India’s external debt rose 8.9% by December to $376.3 billion since March last year on a jump in both long-term and short-term debts, the finance ministry said on Thursday. The external debt accounted for 20.6% of the GDP at the end of December last year, compared with 19.7% as on March 31.
?Increase in long-term debt was mainly on account of NRI deposits and commercial borrowings, while short-term debt stood higher on account of trade related credits,” it said in a statement.
However, in rupee terms, external debt until end-December showed a 16.7% rise to R20,60,904 crore at the end of December, thanks to the depreciation of the domestic currency.

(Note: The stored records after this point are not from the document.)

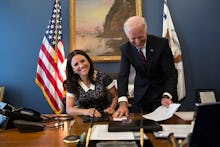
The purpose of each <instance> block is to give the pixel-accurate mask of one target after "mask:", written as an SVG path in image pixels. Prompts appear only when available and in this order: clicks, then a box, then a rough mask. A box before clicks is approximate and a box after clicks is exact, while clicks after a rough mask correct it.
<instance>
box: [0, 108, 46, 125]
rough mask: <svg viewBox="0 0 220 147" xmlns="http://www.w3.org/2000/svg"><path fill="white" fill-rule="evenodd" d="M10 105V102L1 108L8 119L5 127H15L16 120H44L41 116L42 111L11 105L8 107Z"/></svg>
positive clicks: (41, 120)
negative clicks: (14, 121)
mask: <svg viewBox="0 0 220 147" xmlns="http://www.w3.org/2000/svg"><path fill="white" fill-rule="evenodd" d="M8 105H9V104H7V105H6V106H5V107H4V108H1V109H0V114H1V115H4V116H5V117H6V120H7V125H6V126H5V129H9V128H14V127H15V125H14V124H13V121H14V120H25V121H31V122H40V121H42V120H43V118H42V117H41V113H39V112H37V111H35V110H33V109H30V108H23V107H21V108H18V109H15V108H14V107H12V106H11V105H10V107H7V106H8Z"/></svg>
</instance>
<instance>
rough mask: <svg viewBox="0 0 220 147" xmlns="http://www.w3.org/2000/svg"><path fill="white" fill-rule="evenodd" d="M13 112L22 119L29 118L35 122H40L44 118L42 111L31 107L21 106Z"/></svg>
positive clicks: (28, 119)
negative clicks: (40, 112) (40, 111)
mask: <svg viewBox="0 0 220 147" xmlns="http://www.w3.org/2000/svg"><path fill="white" fill-rule="evenodd" d="M13 113H14V114H16V115H18V117H20V119H22V120H28V121H34V122H38V121H41V120H42V118H41V113H39V112H37V111H36V110H33V109H30V108H19V109H16V110H14V111H13Z"/></svg>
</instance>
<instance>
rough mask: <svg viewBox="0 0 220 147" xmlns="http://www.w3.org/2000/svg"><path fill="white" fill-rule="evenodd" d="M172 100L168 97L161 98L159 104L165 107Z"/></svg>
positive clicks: (166, 105) (171, 103)
mask: <svg viewBox="0 0 220 147" xmlns="http://www.w3.org/2000/svg"><path fill="white" fill-rule="evenodd" d="M172 103H173V101H172V100H171V99H169V98H162V100H161V104H162V105H163V106H165V107H169V105H170V104H172Z"/></svg>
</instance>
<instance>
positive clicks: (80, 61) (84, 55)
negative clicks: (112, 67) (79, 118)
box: [65, 50, 118, 117]
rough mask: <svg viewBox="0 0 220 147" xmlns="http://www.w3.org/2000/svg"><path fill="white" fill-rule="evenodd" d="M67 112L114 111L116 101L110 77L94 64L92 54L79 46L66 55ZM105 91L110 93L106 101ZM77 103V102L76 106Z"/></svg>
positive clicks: (111, 81)
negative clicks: (66, 56) (66, 60)
mask: <svg viewBox="0 0 220 147" xmlns="http://www.w3.org/2000/svg"><path fill="white" fill-rule="evenodd" d="M66 75H67V79H66V83H65V85H66V90H67V93H66V112H67V114H68V115H89V116H93V113H94V116H95V117H101V113H102V112H105V113H108V114H113V112H114V111H115V108H116V106H117V103H118V93H117V90H116V87H115V84H114V82H113V80H112V79H111V78H110V76H109V75H107V74H106V73H104V72H101V71H98V70H96V69H95V67H94V63H93V62H92V60H91V58H90V57H89V56H88V55H87V54H86V53H85V52H84V51H82V50H74V51H73V52H71V53H69V55H68V56H67V65H66ZM108 92H109V93H110V94H111V95H112V96H113V99H112V101H111V103H110V102H109V98H108V97H109V96H108ZM76 105H78V106H76Z"/></svg>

While the long-term debt rose 6.4% to $284.4 billion at the end of December, compared with the March level, the short-term debt jumped 17.5% to $91.9 billion during the period. Long-term debt accounted for 75.6% of the country’s total external debt, while the short-term debt makes up for the remaining 24.4%. Within the long-term category, components such as commercial borrowings make up for 30% of the total external debt, followed by NRI deposits (18%) and multilateral debt (13.7%).

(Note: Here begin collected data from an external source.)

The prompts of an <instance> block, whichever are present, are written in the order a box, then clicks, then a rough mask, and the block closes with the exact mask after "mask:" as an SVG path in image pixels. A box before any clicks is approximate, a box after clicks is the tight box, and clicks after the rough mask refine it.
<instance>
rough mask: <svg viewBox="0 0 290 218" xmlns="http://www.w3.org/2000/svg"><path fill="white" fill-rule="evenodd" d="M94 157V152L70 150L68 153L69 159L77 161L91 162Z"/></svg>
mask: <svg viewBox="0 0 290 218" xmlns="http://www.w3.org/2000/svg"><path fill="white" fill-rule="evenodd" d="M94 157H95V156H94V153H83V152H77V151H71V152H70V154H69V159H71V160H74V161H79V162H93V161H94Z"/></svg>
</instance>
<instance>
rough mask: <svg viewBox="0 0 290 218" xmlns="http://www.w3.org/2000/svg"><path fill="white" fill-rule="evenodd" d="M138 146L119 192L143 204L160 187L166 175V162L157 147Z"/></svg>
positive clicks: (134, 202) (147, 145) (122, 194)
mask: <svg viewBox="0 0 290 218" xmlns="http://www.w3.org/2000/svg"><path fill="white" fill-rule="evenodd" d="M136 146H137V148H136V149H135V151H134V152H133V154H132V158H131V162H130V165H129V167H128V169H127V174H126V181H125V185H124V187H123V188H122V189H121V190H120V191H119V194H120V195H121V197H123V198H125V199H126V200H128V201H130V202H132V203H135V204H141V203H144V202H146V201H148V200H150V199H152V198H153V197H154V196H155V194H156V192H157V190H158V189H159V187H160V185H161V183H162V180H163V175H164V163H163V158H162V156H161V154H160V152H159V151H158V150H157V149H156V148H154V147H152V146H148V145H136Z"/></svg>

The government (sovereign) external debt accounted for 21.7% of the external debt, or $81.7 billion, by end-December, compared with 23.7%, or $ 81.9 billion, by March 31.
?The share of US dollar denominated debt was the highest in external debt stock and stood at 56.8% at end-December 2012, followed by debt denominated in terms of the Indian rupee (23.1%), SDR (7.9%), Japanese yen (7.6%) and euro (3.2%),? the ministry said.